This all now makes sense. Looking at the numa balancing code a bit you can see
that it still uses load so it will still be subject to making bogus decisions
based on the weighted load. In this case it's been actively working against the
load balancer because of that.

I think with the three numa levels on this system the numa balancing was able to
win more often. We don't see the same level of this result on systems with only
one SD_NUMA level.

Following the other part of this thread, I have to add that I'm of the opinion
that the weighted load (which is all we have now I believe) really should be used
only in extreme cases of overload to deal with fairness.
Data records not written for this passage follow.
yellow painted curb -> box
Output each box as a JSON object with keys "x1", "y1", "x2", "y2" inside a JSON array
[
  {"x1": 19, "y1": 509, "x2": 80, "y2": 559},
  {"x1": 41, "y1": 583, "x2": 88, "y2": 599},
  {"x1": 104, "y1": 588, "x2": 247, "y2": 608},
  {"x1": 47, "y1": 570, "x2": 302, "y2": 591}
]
And even then maybe not.
As far as I can see, once the fair group scheduling is involved, that load is
basically a random number between 1 and 1024. It really has no bearing on how
much "load" a task will put on a cpu. Any comparison of that to cpu capacity
is pretty meaningless.

I'm sure there are workloads for which the numa balancing is more important. But
even then I suspect it is making the wrong decisions more often than not. I think
a similar rework may be needed :)

I've asked our perf team to try the full battery of tests with numa balancing
disabled to see what it shows across the board.


Good job on this and thanks for the time looking at my specific issues.


As far as this series is concerned, and as far as it matters:

Acked-by: Phil Auld <pauld@xxxxxxxxxx>



Cheers,
Phil

--